On one occasion, having been called into the living room to be introduced to one of my parents' friends, instead of the expected curtsy, I decided to try out our current nanny's etiquette. Extending my hand towards the visitor, I lightly touched his fingers, then placed my own hand briefly on my chest, as I had seen Nanny do when greeting her counterparts at the club. My father's stern glance and his friend's ironic smile warned me that I had goofed. I never repeated the performance. A few days later, however, I had a chance to observe my father receiving a delegation of peasants from his native village. As they came forward one by one, bending over his extended hand, he would withdraw it in a hurry and touch his chest with his palm in the region of the heart. Our nanny, I thought, could have taken lessons from him.
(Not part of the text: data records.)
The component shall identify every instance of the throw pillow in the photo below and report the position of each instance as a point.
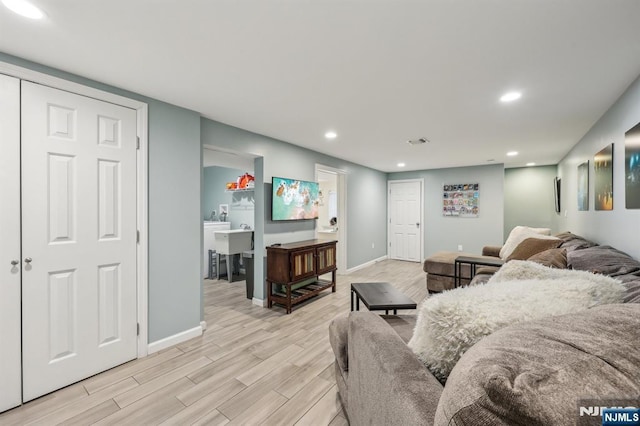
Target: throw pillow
(451, 322)
(532, 246)
(553, 258)
(519, 234)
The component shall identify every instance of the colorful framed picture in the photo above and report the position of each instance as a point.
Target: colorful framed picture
(632, 167)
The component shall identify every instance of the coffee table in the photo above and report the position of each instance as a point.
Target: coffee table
(473, 263)
(380, 297)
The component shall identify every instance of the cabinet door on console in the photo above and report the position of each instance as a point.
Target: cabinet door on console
(326, 259)
(302, 264)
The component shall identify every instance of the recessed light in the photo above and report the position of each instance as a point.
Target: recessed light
(24, 8)
(331, 135)
(510, 96)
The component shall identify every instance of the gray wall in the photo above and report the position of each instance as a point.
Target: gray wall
(366, 195)
(446, 233)
(175, 227)
(529, 198)
(619, 227)
(214, 193)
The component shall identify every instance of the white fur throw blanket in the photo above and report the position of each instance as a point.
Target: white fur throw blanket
(451, 322)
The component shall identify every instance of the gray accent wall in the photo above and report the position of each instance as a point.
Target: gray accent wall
(175, 225)
(446, 233)
(366, 192)
(620, 227)
(529, 198)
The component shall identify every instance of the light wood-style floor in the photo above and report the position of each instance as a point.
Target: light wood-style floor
(252, 366)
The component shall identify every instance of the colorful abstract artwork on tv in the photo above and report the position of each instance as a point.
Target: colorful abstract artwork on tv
(603, 173)
(632, 168)
(294, 199)
(583, 187)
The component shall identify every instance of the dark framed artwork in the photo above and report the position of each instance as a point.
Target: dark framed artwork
(556, 192)
(583, 187)
(632, 167)
(603, 174)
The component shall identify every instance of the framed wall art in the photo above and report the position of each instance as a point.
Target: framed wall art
(460, 200)
(583, 186)
(603, 177)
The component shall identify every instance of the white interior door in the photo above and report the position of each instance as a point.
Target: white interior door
(79, 237)
(10, 368)
(405, 220)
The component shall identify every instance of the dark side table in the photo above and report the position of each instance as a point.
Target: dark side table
(473, 262)
(379, 297)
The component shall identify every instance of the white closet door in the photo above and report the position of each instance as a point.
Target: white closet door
(10, 383)
(79, 237)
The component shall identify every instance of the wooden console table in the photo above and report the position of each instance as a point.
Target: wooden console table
(294, 263)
Another problem involved my mother's refusal to be addressed as "tante," as was the custom among my Egyptian schoolmates. "I am not their aunt," she would protest indignantly. The right way was to call a friend's mother Mrs So-and-so. By following her advice I only managed to attract the scorn of my Egyptian companions, who derided my "French" mimicry; on the other hand, I was often warmly complimented on my impeccable manners by the parents of my foreign schoolmates.
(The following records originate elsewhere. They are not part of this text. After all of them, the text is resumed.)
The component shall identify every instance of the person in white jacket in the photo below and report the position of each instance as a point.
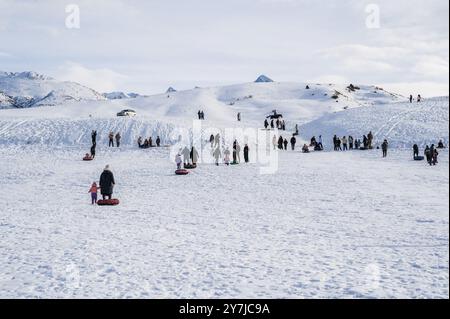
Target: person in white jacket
(186, 155)
(178, 160)
(275, 142)
(227, 154)
(217, 154)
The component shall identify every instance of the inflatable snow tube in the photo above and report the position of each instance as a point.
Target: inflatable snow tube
(181, 172)
(108, 202)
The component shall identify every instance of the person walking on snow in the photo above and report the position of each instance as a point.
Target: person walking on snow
(107, 183)
(118, 138)
(93, 191)
(293, 142)
(274, 142)
(227, 154)
(186, 155)
(217, 155)
(370, 140)
(350, 142)
(217, 140)
(280, 143)
(415, 151)
(94, 137)
(211, 140)
(93, 151)
(384, 148)
(246, 152)
(178, 160)
(194, 155)
(345, 143)
(111, 139)
(428, 155)
(434, 155)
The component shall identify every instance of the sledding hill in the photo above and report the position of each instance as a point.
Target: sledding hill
(79, 109)
(403, 124)
(30, 89)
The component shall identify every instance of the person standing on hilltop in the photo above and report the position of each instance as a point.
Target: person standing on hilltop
(118, 138)
(111, 139)
(384, 148)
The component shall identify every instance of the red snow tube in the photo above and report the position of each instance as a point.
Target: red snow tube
(181, 172)
(108, 202)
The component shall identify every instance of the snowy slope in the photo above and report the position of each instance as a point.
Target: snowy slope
(220, 232)
(29, 89)
(72, 121)
(403, 124)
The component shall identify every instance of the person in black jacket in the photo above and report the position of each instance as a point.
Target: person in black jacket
(416, 150)
(93, 150)
(107, 183)
(94, 137)
(384, 148)
(246, 151)
(293, 142)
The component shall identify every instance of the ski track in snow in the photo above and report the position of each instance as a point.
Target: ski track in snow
(326, 225)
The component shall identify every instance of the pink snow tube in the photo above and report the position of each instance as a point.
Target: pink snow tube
(108, 202)
(181, 172)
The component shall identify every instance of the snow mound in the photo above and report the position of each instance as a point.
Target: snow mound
(116, 96)
(402, 124)
(263, 79)
(30, 89)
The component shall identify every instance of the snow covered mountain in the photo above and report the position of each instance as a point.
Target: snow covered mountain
(30, 89)
(403, 124)
(120, 95)
(263, 79)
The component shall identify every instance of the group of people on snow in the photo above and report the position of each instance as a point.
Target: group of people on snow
(112, 136)
(106, 186)
(201, 115)
(430, 153)
(349, 143)
(419, 98)
(147, 143)
(279, 123)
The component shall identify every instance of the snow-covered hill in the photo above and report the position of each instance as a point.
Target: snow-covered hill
(403, 124)
(74, 118)
(30, 89)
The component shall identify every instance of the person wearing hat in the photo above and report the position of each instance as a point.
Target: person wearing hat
(107, 183)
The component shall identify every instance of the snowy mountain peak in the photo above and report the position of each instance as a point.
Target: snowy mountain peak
(30, 89)
(263, 79)
(27, 75)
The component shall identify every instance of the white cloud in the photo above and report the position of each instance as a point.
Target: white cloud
(146, 45)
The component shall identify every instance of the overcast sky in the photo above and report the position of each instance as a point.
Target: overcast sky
(147, 46)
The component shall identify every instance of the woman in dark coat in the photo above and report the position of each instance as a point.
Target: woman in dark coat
(246, 151)
(107, 183)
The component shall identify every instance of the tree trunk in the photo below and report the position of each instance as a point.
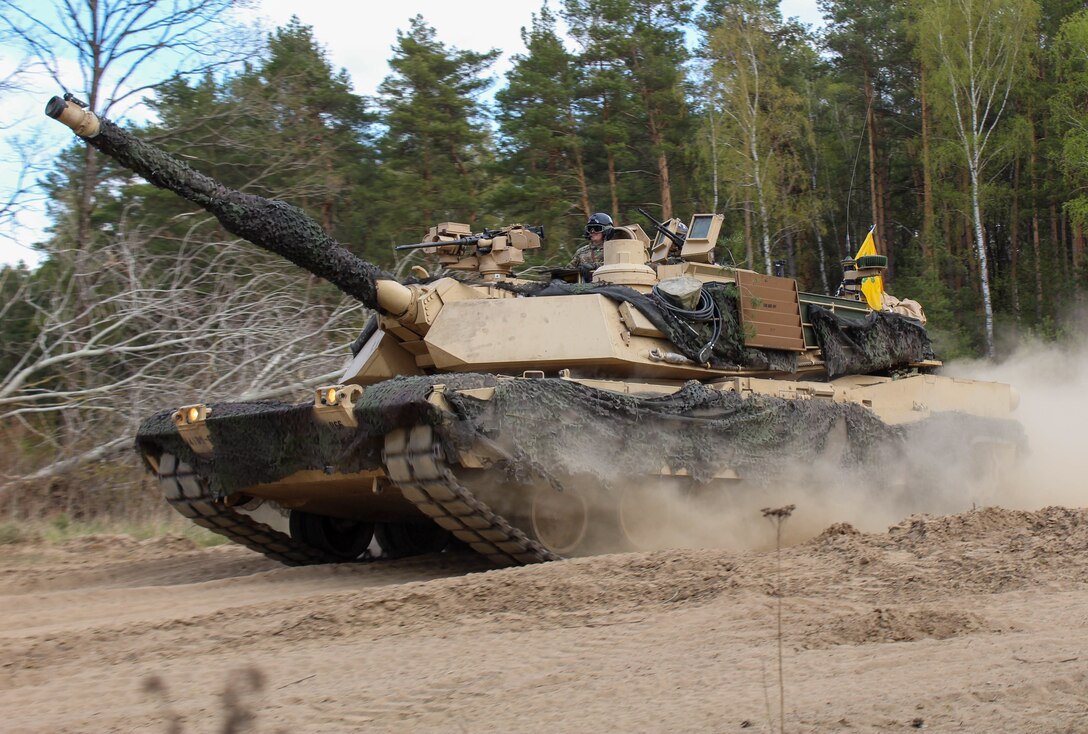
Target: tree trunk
(749, 253)
(984, 270)
(583, 187)
(927, 179)
(1014, 243)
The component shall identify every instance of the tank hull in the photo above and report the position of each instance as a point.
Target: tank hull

These incidents were never open to discussion in our family; nor were allowances made for other people's idiosyncrasies. "We" knew how to behave, and those who differed simply didn't. I therefore continued pinching my skirt with three fingers while quickly dipping before my teachers, my parents and their friends, invariably provoking irrepressible hilarity among the other children whose customs were different. Then one day, as I was going through the motions as usual, my mother hissed: "Stop acting like a child, stand up straight and shake hands." I gathered that curtsying time was over at last.
Now I had to concentrate on the more complicated art of salutations, which implied summoning instant knowledge of when to stand, step forward, remain seated, extend a hand or wait for the opposite side to do so. This had to be decided according to the sex, age and social position of the other party. Any error of judgment was considered an unpardonable social gaffe.
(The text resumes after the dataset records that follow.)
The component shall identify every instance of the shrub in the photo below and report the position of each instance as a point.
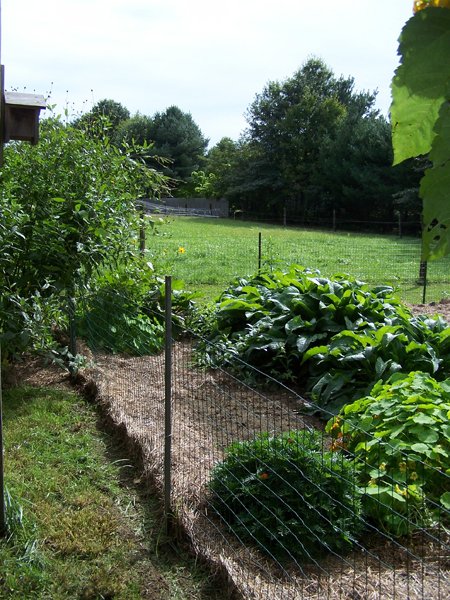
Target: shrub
(400, 439)
(288, 495)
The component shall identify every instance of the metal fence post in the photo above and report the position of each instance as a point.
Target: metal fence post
(168, 403)
(423, 272)
(2, 483)
(259, 250)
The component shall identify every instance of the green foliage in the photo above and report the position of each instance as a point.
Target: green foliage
(339, 334)
(287, 495)
(124, 311)
(111, 112)
(178, 138)
(67, 210)
(399, 437)
(420, 117)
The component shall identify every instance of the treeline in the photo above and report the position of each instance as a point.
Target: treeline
(314, 149)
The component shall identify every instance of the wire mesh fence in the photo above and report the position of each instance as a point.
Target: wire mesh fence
(214, 254)
(264, 492)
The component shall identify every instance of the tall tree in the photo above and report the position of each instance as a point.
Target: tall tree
(354, 172)
(177, 137)
(289, 121)
(137, 128)
(221, 164)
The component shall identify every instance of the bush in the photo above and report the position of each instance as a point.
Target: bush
(400, 439)
(288, 495)
(124, 312)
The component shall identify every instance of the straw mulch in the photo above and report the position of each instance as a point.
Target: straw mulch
(210, 410)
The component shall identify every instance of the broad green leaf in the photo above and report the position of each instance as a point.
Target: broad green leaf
(421, 448)
(421, 82)
(445, 500)
(435, 191)
(423, 419)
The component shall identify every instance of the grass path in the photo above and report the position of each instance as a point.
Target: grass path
(82, 523)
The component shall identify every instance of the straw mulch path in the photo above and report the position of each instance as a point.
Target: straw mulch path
(209, 411)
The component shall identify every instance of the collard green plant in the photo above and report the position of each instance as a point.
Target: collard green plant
(333, 338)
(288, 496)
(399, 436)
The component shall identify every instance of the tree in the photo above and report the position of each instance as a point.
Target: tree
(178, 138)
(137, 128)
(221, 162)
(288, 123)
(354, 172)
(420, 115)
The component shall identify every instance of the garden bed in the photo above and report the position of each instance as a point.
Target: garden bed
(210, 410)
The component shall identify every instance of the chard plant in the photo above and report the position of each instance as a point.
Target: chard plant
(332, 338)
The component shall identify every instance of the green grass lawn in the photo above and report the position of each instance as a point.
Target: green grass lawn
(82, 524)
(208, 253)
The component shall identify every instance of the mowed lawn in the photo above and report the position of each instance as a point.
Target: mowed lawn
(207, 254)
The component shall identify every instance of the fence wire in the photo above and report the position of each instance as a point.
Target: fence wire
(279, 512)
(212, 256)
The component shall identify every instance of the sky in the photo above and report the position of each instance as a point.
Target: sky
(208, 58)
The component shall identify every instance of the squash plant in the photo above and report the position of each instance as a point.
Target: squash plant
(399, 438)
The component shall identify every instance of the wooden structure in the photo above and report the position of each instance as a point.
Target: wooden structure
(21, 116)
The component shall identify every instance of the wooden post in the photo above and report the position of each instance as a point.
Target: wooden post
(168, 405)
(142, 231)
(2, 483)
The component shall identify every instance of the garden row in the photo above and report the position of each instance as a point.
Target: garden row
(373, 371)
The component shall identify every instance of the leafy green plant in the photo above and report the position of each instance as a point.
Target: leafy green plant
(420, 115)
(338, 335)
(125, 311)
(67, 210)
(399, 438)
(288, 495)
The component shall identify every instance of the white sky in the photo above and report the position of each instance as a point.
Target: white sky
(208, 58)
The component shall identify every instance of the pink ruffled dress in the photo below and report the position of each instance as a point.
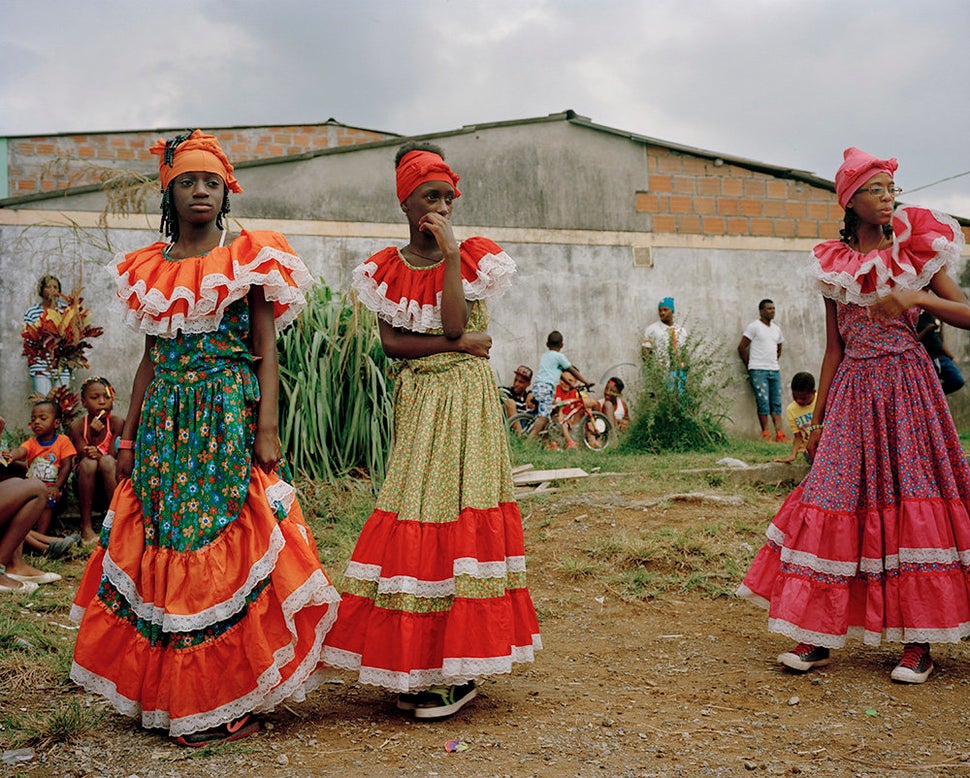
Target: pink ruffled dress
(875, 542)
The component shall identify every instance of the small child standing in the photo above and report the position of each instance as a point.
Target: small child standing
(50, 457)
(93, 436)
(799, 414)
(552, 364)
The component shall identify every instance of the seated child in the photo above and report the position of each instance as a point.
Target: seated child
(613, 405)
(799, 413)
(49, 456)
(93, 436)
(569, 402)
(21, 503)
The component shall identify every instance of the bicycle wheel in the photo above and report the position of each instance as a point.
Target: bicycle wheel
(598, 432)
(521, 424)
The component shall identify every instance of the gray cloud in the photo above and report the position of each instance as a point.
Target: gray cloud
(789, 83)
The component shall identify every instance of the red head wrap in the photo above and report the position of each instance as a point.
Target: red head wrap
(198, 153)
(419, 167)
(858, 168)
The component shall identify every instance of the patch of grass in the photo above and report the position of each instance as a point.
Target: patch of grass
(64, 720)
(707, 558)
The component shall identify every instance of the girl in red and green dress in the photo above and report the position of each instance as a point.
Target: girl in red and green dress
(435, 594)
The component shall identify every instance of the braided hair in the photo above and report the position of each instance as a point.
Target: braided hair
(850, 231)
(169, 226)
(413, 145)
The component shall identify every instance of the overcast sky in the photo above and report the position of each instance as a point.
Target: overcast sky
(786, 82)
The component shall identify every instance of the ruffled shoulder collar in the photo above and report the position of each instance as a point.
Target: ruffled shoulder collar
(924, 241)
(409, 297)
(162, 297)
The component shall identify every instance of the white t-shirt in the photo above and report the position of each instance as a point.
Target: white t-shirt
(765, 339)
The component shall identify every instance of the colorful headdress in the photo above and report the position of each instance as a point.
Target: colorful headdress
(419, 167)
(858, 168)
(198, 152)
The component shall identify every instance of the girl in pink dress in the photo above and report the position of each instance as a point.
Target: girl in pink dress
(875, 542)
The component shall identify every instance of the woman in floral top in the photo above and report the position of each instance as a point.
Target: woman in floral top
(205, 600)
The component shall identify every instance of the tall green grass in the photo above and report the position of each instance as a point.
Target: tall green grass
(335, 402)
(681, 411)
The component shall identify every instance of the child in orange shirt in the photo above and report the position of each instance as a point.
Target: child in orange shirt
(50, 457)
(93, 436)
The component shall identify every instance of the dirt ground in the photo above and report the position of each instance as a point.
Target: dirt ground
(683, 685)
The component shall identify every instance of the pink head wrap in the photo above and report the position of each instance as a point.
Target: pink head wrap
(197, 153)
(419, 167)
(858, 168)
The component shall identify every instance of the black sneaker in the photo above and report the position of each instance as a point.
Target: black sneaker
(444, 700)
(804, 657)
(915, 666)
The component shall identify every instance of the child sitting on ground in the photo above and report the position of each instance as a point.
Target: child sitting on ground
(552, 365)
(799, 414)
(50, 457)
(613, 406)
(93, 436)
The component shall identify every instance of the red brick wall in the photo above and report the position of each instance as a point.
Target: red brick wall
(692, 195)
(52, 162)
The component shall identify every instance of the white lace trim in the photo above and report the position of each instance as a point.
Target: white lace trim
(819, 565)
(269, 690)
(205, 309)
(406, 584)
(869, 637)
(453, 672)
(843, 286)
(495, 273)
(170, 622)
Understandably, I am always startled when I see women in public places stand up to greet male acquaintances or when young men, in no way physically challenged, continue to slouch in their chairs while conversing with women standing before them. This always reminds me of my mother who, one day, needed to ask a favour of an important official. When she was introduced into his office, the gentleman did not acknowledge her presence immediately, but instead busied himself with papers on his desk. My mother stopped and waited. Eventually he raised his head, surprised. She still did not come forward but slowly raised her hands several times as if lifting an object. Eliciting no satisfactory response, she then said: "I am sorry to see that you are unwell. Is it your back or your legs?" Finally comprehending what was expected of him, the man rose slowly to his feet. My mother, secure in the belief that there was only one code of good manners -- hers -- felt great satisfaction at the thought of having taught the boor a lesson.
In the same spirit, I was instructed never to accept another date with a boy who had not opened doors, helped me with my coat or moved my chair correctly whenever I stood up or sat down -- as well as paid the bill discreetly, of course. Many failed to pass the test but, regardless of their other qualities, I was never instructed to lower "our" standards.
Only much later did I come to understand that women of my generation and background had grown up in a hybrid world that borrowed from East and West and created their own codes of behaviour as they went along. I had to laugh, however, when I heard my daughter, born in Egypt, raised in Australia and living in the United States, advise her own 15-year-old daughter as to what to expect on her first date using the exact same words as my mother did in Egypt almost half a century ago.